DietPi icon indicating copy to clipboard operation
DietPi copied to clipboard

Softlock CPU Stuck Renders My Device Unresponsive

Open louisefindlay23 opened this issue 1 year ago • 5 comments

Creating a bug report/issue

  • [x] I have searched the existing open and closed issues

Required Information

  • DietPi version | 9.6.1
  • Distro version | echo $G_DISTRO_NAME $G_RASPBIAN didn't output anything
  • Kernel version | Linux RegencyServer 6.1.0-23-amd64 #1 SMP PREEMPT_DYNAMIC Debian 6.1.99-1 (2024-07-15) x86_64 GNU/Linux
  • SBC model | x86_64 BIOS CSM - Ryzen 7 1700 - NVIDIA RTX 3050
  • Power supply used | Corsair CX500
  • SD card used | Crucial P5 1TB

Additional Information (if applicable)

  • Software title |
  • I only have Docker and Docker Compose installed with Plex Media Server, Homebridge, Home Assistant and other containers.

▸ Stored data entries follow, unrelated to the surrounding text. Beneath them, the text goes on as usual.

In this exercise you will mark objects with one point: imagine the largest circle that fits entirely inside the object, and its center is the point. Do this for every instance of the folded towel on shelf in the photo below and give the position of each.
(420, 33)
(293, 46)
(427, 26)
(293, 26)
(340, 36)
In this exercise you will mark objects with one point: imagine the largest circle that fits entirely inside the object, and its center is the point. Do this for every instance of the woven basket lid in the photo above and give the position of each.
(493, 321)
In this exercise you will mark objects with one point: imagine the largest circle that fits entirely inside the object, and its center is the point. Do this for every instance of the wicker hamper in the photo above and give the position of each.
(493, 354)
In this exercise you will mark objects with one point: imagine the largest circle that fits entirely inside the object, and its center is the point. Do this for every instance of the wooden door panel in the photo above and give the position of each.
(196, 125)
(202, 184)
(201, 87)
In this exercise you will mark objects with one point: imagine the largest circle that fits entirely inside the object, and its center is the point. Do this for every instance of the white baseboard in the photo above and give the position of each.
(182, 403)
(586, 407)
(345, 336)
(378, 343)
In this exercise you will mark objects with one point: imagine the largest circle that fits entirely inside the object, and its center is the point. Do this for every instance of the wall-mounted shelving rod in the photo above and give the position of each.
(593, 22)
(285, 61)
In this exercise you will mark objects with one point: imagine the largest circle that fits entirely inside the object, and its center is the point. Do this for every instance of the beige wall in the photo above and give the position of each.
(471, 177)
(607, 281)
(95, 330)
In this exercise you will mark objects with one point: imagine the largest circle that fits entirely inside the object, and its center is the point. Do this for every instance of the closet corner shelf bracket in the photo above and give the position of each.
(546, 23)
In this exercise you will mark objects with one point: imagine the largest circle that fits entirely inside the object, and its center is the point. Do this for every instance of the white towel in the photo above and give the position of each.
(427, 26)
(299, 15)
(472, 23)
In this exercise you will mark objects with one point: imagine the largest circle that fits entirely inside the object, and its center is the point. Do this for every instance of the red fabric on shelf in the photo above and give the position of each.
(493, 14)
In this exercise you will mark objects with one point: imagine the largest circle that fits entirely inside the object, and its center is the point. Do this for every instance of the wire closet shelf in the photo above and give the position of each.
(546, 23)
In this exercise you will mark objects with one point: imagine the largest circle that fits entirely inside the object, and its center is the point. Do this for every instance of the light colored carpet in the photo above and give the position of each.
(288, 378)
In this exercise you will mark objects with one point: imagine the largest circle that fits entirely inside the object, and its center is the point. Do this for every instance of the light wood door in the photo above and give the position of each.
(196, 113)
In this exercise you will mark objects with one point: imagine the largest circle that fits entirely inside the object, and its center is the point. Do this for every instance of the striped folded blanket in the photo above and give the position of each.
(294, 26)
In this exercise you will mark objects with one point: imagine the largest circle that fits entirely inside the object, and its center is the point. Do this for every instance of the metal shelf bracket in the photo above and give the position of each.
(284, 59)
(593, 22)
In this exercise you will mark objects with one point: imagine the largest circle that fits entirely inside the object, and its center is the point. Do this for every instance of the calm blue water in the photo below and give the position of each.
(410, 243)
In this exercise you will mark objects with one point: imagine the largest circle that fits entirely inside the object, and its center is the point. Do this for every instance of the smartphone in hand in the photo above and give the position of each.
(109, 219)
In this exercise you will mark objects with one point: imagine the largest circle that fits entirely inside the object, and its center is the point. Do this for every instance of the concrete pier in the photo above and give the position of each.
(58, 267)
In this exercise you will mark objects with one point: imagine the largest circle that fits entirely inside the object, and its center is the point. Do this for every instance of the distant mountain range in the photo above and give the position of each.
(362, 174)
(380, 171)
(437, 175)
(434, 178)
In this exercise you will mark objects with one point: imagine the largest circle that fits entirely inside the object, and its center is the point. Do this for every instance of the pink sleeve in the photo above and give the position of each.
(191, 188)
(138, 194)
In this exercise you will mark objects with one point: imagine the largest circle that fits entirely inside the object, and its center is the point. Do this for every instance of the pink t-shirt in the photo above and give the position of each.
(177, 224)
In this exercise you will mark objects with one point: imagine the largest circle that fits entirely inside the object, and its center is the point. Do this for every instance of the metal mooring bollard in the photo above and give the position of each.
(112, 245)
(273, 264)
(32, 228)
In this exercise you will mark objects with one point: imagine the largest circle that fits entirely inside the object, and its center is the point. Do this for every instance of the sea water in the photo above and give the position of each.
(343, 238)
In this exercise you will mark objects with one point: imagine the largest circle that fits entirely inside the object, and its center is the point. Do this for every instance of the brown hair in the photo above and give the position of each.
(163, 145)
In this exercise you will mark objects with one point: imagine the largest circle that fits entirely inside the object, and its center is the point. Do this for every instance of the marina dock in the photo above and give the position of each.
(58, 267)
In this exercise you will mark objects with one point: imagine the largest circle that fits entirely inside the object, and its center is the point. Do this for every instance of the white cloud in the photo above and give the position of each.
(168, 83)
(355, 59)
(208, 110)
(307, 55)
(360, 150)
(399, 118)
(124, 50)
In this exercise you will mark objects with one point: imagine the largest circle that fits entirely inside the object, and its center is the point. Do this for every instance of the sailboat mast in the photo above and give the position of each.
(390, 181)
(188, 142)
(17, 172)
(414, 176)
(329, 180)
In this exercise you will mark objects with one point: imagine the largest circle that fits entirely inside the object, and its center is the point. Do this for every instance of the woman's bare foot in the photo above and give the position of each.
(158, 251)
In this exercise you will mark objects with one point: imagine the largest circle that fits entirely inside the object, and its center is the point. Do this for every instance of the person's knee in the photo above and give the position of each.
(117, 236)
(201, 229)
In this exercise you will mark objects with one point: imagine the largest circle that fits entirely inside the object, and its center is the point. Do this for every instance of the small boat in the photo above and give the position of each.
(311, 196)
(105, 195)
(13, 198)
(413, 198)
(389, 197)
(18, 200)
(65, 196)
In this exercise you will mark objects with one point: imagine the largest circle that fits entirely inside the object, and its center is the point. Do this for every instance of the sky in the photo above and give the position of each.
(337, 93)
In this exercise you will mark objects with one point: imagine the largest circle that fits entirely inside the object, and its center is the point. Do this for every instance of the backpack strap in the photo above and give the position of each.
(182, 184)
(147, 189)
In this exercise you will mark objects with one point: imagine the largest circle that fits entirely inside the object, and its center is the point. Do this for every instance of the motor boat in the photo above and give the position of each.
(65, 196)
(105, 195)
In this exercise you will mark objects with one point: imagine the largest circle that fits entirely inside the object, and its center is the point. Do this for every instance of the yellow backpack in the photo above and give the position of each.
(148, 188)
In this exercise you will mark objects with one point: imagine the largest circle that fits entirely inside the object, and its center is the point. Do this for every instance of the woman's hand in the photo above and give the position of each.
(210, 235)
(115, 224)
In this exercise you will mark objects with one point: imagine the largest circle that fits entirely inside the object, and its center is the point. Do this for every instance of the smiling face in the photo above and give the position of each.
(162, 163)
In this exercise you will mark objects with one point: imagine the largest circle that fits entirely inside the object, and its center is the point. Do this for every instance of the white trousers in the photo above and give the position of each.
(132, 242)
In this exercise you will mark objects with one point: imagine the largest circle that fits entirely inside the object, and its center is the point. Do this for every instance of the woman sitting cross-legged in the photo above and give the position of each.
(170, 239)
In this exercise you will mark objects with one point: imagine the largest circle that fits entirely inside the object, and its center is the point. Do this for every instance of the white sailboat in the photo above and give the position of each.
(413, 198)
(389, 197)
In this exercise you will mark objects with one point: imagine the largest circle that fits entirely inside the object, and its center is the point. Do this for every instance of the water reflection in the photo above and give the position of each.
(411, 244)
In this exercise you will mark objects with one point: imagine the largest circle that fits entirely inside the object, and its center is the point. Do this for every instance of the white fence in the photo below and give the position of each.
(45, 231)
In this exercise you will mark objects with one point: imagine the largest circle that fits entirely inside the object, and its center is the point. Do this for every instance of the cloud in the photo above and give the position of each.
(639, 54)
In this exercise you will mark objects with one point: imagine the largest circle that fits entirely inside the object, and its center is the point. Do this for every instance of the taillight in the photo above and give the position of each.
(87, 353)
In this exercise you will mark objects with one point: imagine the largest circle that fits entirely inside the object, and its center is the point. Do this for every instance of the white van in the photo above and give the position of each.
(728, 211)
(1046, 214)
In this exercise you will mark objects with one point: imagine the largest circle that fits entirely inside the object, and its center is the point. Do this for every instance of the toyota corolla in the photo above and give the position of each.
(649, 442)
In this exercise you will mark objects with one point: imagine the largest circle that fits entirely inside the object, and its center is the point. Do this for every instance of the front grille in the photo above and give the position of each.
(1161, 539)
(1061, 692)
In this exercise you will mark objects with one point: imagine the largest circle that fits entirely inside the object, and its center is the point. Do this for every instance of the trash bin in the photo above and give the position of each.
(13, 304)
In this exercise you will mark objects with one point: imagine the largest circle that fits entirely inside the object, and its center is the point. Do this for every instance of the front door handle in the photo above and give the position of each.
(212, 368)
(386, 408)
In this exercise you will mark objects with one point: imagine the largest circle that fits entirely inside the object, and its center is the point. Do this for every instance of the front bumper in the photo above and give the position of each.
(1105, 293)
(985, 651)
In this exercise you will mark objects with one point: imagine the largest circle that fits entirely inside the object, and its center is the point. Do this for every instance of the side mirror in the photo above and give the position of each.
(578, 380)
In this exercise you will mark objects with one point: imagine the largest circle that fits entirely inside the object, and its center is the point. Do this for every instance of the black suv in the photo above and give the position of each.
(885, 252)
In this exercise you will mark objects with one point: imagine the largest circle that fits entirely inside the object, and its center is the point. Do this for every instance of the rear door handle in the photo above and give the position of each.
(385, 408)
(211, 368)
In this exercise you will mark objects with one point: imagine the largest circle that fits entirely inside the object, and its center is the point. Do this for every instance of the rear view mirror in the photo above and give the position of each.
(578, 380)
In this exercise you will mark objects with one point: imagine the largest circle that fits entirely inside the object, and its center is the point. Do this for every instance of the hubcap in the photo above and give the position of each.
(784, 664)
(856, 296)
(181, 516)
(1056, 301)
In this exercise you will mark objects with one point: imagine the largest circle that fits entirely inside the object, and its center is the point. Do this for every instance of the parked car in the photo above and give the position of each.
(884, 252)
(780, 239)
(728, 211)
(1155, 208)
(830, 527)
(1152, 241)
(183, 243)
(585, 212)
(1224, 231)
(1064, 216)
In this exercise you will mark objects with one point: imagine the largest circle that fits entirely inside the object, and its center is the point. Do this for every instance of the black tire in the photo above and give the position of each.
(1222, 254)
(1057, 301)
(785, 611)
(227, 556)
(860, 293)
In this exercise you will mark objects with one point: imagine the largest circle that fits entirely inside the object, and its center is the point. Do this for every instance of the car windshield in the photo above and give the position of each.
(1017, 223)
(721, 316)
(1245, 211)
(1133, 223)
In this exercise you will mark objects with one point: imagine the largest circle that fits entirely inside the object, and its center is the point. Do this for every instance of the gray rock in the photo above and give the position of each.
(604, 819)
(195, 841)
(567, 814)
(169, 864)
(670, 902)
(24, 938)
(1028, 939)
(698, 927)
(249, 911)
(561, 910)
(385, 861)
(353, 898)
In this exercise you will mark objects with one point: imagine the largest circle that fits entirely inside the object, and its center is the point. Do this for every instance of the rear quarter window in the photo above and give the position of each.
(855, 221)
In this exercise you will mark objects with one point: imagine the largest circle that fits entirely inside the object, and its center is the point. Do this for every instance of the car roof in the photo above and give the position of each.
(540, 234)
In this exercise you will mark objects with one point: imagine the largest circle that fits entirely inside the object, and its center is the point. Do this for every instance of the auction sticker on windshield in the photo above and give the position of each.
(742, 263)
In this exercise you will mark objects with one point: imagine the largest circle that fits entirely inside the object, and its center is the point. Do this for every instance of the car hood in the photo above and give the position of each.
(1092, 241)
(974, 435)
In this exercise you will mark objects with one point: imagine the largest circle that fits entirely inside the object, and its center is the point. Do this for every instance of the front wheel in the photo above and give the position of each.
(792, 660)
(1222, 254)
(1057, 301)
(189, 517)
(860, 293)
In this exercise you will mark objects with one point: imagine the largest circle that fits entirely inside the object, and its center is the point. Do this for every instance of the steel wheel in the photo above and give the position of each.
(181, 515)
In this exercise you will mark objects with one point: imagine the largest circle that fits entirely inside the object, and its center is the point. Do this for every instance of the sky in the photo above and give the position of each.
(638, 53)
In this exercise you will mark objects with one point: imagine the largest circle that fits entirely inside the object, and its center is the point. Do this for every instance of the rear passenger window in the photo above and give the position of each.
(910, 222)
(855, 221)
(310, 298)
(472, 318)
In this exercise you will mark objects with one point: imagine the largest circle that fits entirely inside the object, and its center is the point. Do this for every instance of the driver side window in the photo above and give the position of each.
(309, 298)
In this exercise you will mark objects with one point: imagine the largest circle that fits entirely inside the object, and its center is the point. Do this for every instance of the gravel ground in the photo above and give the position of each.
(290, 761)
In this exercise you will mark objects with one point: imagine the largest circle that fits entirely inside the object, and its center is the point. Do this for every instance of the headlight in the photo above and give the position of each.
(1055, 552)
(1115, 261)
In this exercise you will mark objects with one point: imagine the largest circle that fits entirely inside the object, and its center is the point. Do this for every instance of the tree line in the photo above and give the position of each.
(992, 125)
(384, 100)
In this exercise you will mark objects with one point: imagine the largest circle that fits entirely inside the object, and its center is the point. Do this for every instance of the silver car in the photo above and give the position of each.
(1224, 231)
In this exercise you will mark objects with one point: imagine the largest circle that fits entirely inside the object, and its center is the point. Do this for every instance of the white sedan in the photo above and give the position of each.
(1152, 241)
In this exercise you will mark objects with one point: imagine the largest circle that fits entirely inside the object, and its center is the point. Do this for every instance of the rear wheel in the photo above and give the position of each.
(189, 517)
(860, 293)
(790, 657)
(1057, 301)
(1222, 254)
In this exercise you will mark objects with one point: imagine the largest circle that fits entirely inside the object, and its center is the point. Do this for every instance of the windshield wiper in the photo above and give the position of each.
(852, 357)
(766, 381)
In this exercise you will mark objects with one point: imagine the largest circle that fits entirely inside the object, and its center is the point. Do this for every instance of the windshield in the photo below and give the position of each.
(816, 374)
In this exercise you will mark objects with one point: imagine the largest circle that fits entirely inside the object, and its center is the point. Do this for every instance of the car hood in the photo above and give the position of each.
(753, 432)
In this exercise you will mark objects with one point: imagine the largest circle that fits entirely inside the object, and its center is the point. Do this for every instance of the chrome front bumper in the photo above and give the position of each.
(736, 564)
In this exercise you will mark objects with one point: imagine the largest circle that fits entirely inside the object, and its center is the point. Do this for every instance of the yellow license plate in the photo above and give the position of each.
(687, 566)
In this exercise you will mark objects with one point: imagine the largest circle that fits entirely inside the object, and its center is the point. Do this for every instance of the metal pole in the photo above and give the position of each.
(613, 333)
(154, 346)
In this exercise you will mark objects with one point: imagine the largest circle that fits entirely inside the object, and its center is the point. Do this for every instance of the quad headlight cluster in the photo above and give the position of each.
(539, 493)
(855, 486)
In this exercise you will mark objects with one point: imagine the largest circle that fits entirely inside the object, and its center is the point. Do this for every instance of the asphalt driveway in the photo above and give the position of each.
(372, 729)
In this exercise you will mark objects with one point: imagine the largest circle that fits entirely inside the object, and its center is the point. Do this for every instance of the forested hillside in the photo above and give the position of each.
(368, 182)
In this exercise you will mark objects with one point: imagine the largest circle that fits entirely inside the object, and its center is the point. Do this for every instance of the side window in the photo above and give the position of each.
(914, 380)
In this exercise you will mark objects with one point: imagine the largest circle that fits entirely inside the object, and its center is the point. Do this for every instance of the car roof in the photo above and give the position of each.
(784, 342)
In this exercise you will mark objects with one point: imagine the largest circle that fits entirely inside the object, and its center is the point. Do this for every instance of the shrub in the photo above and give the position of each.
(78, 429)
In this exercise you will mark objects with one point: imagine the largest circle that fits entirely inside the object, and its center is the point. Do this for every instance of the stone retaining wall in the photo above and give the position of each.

I have a manually installed version of the NVIDIA GPU driver in order to get GPU transcoding working with Plex.
  • Bug report ID | d6e9ed8b-db51-415f-a36b-954c614173e4

Steps to reproduce

  1. Leave the PC running with the display off and eventually the error occurs.

Expected behaviour

  • The error messages shouldn't appear and the PC shouldn't drop off the network.

Actual behaviour

  • I leave my PC turned on and eventually the error messages below spam the terminal and my PC drops off the network, I can't SSH in or access any of the web interfaces of my docker containers. The PC is unresponsive to CTRL + C so I have to hard power off and power on again to resolve the issue. Eventually the error repeats itself.

IMG_1198

louisefindlay23 avatar Aug 05 '24 19:08 louisefindlay23

Please enable persistent system logs to check where those soft locks start:

dietpi-software uninstall 103
mkdir /var/log/journal
reboot

When it happens again, browse the logs from previous boot session:

journalctl

MichaIng avatar Aug 06 '24 17:08 MichaIng

Sure, @MichaIng. Here is the log https://paste.debian.net/hidden/262b91b4/

Also included a slightly different picture in case that helps.image

louisefindlay23 avatar Sep 12 '24 19:09 louisefindlay23

@louisefindlay23 The journalctl command should show a long list of lines, including those from the last boot session before lockup, and also those very same watchdog and rcu errors from your screenshot. Can you check and paste again the journalctl lines from before those kernel errors? So we see what might have caused it.

Or did the stall happen right at the time when you started that Docker container with sudo docker compose up -d?

MichaIng avatar Sep 12 '24 20:09 MichaIng

@MichaIng, sure. I tried journalctl and also journalctl --list-boots but it only shows one entry even after the issue occurs again, there's no amount of detail for some strange reason. I even tried setting storage to persistent.

The error doesn't occur immediately after the docker start command but some time after they start but never the same amount of the time. Sometimes it's an hour or two or sometimes several days.

louisefindlay23 avatar Sep 12 '24 20:09 louisefindlay23

@louisefindlay23

The journalctl command should show a long list of lines, including those from the last boot session before lockup, and also those very same watchdog and rcu errors from your screenshot. Can you check and paste again the journalctl lines from before those kernel errors? So we see what might have caused it.

Or did the stall happen right at the time when you started that Docker container with sudo docker compose up -d?

Turns out it was user error. I didn't realise I needed to use sudo. 🤦‍♀️

Hopefully this should help, @MichaIng

https://pastebin.com/7UywwLCA

louisefindlay23 avatar Sep 13 '24 17:09 louisefindlay23

Sorry for the late reply. If the issue persists, can you paste a new log please?

MichaIng avatar Oct 18 '24 14:10 MichaIng

Closing this issue. Feel free to reopen if the problem persists.

MichaIng avatar Jun 02 '25 20:06 MichaIng